茎のように見えるのは、葉鞘(ようしょう)といって、葉っぱが重なり合ってできています。また、花のように見えるものは、花を包んでいる苞(ほう)です。



茶色と白の個性的な組み合わせです。こういう組み合わせのしましまチョコレートがありますよね。



そうかと思うと、こんなさわやかな色合いのものもあります。こちらは、カントウマムシグサとかアオマムシグサとか呼ばれることがあるようです。

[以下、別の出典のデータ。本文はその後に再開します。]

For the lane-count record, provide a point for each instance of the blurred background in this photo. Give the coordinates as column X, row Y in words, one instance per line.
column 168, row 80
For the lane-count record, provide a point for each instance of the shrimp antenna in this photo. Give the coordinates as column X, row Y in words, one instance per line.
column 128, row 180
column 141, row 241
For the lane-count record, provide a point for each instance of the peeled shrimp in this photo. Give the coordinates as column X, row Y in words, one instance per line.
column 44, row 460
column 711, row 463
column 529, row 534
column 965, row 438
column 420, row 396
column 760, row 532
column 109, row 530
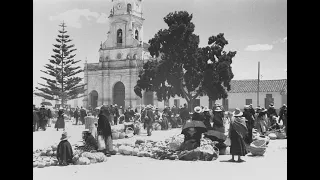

サトイモ科テンナンショウ属に属するマムシグサですが、色も、大きさもかなり幅があるように感じます。突然変異も多く分類が難しい植物のようです。



マムシグサは、雌雄異株ですが、筒のようになった苞の合わせ目で識別できるそうです。雄株では、合わせ目の下の方にわずかに隙間があり、雌株では合わせ目はほぼぴったりとくっついてすき間がないのだとか。
 
この筒のようになった苞の中に雄しべ・雌しべだけでできた花がたくさん咲いています。筒の内壁はよく滑るようになっていて、一度中に入った昆虫は雄しべか雌しべを足がかりにして上へ逃げようとします。しかし軸の上の方にネズミ返しのような膨らみがあって、そこから上へはいけません。そして、その膨らみのために筒の中が狭くなっているので飛んで逃げることもできません。しかし、雄株には筒の合わせ目にあるすき間から、かろうじてそとにでることができるのです。そのときたくさんの花粉を身に着けることになります。そして、再び雌株に入ると、そこは脱出不可能。花粉をめしべに運んだあとは八方ふさがりです。マムシグサが受粉を完璧なものにしようとするおそろしい罠です。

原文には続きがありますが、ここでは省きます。